Up to $455,000 in grants are available for Michigan-based organizations willing to try new but proven approaches to tackling a national opioid crisis.

Coalitions must have one organization from the mental health field and one from public health, and must have an organization that works with the “population of interest,” which is opioid users.

The grants are sponsored by Blue Cross Blue Shield of Michigan, its foundation and three other partners. Up to seven community organizations can apply for the grants.

“Instead of having one agency do one intervention, we thought we should work with established coalitions that already have a larger plan and want to try an evidence-based new intervention to see how it works,” said Audrey Harvey, director and CEO of the Blue Cross Blue Shield of Michigan Foundation.

The grants also are funded by the Michigan Health Endowment Fund, the Community Foundation for Southeast Michigan and the Superior Health Foundation.

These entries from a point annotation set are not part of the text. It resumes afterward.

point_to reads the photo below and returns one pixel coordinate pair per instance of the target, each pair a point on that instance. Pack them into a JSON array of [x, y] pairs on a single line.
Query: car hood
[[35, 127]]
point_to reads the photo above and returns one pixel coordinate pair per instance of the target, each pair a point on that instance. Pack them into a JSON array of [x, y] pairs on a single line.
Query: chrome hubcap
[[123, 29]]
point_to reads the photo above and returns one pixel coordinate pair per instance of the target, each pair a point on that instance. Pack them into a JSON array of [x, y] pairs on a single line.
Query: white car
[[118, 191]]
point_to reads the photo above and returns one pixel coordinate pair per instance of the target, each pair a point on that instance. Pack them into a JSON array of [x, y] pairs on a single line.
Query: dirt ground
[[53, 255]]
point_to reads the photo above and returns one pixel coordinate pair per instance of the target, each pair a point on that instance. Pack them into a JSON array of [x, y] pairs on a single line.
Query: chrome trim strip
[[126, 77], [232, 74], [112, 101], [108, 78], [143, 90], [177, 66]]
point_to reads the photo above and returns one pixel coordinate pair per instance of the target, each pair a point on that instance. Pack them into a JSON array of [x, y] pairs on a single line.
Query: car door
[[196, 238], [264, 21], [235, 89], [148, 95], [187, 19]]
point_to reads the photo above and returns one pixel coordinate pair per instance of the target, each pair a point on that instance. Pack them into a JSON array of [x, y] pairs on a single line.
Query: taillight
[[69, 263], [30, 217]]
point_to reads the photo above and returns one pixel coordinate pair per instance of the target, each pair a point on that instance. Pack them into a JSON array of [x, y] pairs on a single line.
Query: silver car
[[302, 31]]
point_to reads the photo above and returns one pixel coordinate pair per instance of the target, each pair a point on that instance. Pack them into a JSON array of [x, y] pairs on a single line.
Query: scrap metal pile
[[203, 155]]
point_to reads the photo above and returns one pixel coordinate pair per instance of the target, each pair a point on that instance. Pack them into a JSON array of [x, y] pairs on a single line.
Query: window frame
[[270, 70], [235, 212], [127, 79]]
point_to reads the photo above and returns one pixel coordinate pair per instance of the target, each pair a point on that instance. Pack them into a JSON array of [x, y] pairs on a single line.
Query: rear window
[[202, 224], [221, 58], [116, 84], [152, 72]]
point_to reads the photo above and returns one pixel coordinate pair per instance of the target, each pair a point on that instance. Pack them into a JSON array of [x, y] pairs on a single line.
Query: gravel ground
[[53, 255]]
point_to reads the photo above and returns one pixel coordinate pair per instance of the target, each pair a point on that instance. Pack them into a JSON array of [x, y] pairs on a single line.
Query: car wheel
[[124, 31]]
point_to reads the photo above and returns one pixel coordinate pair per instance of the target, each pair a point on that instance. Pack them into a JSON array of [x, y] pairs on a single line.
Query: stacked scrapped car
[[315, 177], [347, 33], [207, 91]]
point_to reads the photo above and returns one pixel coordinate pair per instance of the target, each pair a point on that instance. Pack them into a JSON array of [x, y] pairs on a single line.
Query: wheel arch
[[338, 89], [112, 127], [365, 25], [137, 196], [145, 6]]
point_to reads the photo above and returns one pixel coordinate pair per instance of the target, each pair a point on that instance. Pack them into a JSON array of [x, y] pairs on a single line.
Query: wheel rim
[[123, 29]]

Harvey said the grants fit with the mission of all five organizations funding them, which is provide support for those organizations dealing with issues of “cost, quality and access” in health care. Opioids, which played a role in some 52,000 fatal drug overdoses in America in 2015, are thought to be a major public health crisis.

Harvey said the grants would be directed at programs featuring approaches that have been proven to work and haven’t been attempted by that particular coalition.

“We’re looking for someone to bring something truly new to an overall plan that they have in place,” Harvey said.

Blue Cross isn’t asking others only to try new ideas. It has updated its own policies in response to the opioid crisis. Among them: patients being prescribed short-acting opioids for the first time are capped at a 15-day supply. And its opioid toolkit not only links doctors with resources on opioid best practices, it gives a cheat sheet that includes “pharmalogic alternatives” to potentially addictive opioids.

In April, the Blue Cross foundation granted $75,000 to a University of Michigan doctor-pharmacist collaborative that will serve about 50 patients.

Dr. Pooja Lagisetty, lead investigator for the study, said the goal is to learn whether a specialized pharmacist at a UM primary care clinic, the East Ann Arbor Health Clinic, can help primary care doctors and their patients better manage chronic pain among patients who take “risky” levels of opioids.

Patients who were flagged would have the option to participate.

“We don’t want pharmacists to be gatekeepers for patients’ medications; that’s not the point,” Lagisetty said. “We want to help people manage pain in a way that promotes safer prescribing and better pain management.”

The pharmacist, a specialist in pain management, would be available to offer guidance to doctors “who may just need a second eye” to see alternatives to prescribing opioids in large numbers. Unlike a pharmacist treating a diabetes patient, who is free to adjust insulin levels if they deem it appropriate, in Michigan pharmacists can’t alter written prescriptions for controlled substances.

“One of the goals of this pilot is to show that the pharmacist is this great check-and-balance system for the physician, that they are doing a better job at safely managing their medication so that we can push for these policy changes that would allow them to more seamlessly make some of the changes on their own, without having to go to the physician to enter everything,” Lagisetty said.

Patient recruiting is expected to start in two to three months. Once patients are admitted to the study, they’ll be a part of it for four to six months.